Я провела за рулем 60 лет без единой аварии. Несколько раз меня останавливали за превышение скорости. Однажды – когда я ехала вдоль Яузы. Тогда было принято в выходной день посылать провинившихся слушать лекции о правилах дорожного движения. И милиционер собрался отправить меня в воскресенье куда-то на окраину Москвы.
– С удовольствием послушала бы лекцию, – говорю, – но дети!
– А у вас не один? – участливо спросил милиционер.
– Если бы один!
А внуки тогда ещё не родились, у меня был только взрослый Миша.
– Что же мне с вами делать? – задумался гаишник.
– Я сейчас еду по делам, а когда буду возвращаться, давайте я помашу вам с того берега и погужу, – предложила я.
И он меня отпустил! На обратном пути вижу – на той стороне Яузы он кого-то штрафует. Останавливаюсь и гужу. Он бросается к парапету, начинает мне махать сам и чуть ли не посылать воздушные поцелуи.
Когда Шура, уже став известным, иногда превышал скорость и его останавливали, то гаишники обычно узнавали его, улыбались и желали счастливого пути. Однажды мы ехали с маленькими внуками, превысив скорость. Милиционер подошёл, увидел за рулем Шуру и воскликнул: «О, какие люди в Голливуде!» Внуки потом долго вспоминали эту фразу.
М.Ш.: Я помню, как однажды Андрея Миронова тормознули. Что-то он там нарушил. Андрей, будучи уже в зените славы, смиренно протянул документы. Пожилой капитан долго их изучал, потом взял талон предупреждений, который в то время прилагался к правам и в котором за серьёзные нарушения прокалывали дырки (три дырки – и изъятие прав!), достал компостер и собрался пробивать. Второй, молодой гаишник, видя решимость коллеги и ужас в глазах Андрея, тихо говорит своему опытному напарнику:
– Это же Андрей Миронов!
– Подумаешь, Миронов, – цедит тот. – Я самого Олега Попова останавливал!
И проколол талон.
А.Ш.: Если окинуть взглядом весь мой автомобилизм, то я прошёл четыре периода. Первый – безумная, лихая юность, когда мы в ночи гоняли наперегонки. Машин на дорогах тогда было немного, милиции тоже. Второй период можно назвать профессионально быстрым. Третий – малоскоростной. Ну а четвёртый – когда меня перестали пускать за руль.

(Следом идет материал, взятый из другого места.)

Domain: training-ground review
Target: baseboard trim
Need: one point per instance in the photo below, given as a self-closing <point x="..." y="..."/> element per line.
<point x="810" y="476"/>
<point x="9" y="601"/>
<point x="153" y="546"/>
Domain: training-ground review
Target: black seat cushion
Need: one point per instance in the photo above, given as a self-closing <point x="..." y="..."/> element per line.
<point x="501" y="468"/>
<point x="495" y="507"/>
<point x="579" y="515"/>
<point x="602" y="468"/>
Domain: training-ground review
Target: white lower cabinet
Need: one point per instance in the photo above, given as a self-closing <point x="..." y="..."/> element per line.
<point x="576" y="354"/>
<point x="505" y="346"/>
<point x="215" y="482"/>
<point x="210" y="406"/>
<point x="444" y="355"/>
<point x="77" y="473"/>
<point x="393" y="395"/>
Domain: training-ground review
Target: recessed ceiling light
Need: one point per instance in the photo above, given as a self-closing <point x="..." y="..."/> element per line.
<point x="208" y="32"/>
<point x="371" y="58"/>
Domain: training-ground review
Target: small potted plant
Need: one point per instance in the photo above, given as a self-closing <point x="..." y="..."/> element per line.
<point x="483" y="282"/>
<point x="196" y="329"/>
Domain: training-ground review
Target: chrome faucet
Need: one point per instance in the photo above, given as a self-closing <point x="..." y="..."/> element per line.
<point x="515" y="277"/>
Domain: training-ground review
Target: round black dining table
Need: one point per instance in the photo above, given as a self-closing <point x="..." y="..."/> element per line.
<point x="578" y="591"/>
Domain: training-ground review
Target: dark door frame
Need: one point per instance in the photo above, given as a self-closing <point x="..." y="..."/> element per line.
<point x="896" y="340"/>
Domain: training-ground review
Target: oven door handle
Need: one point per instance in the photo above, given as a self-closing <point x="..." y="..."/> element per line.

Из бардачка Александра Ширвиндта
Нужно было летом перегнать машину на дачу, и в течение месяца в семье шла бойня. Я бился, орал: «С моей ранней вставаемостью я могу проехать в четыре утра по пустому городу». Ничего не вышло: перегнал внук, а я сидел рядом. Единственное, куда мне разрешают ездить, – это в «Пятёрочку»: от дачи 323 метра по посёлку и потом 20 метров по дорожке к магазину. Такую ездку мне разрешают только потому, что Наталия Николаевна не может дотащить в гору эту «изжогу».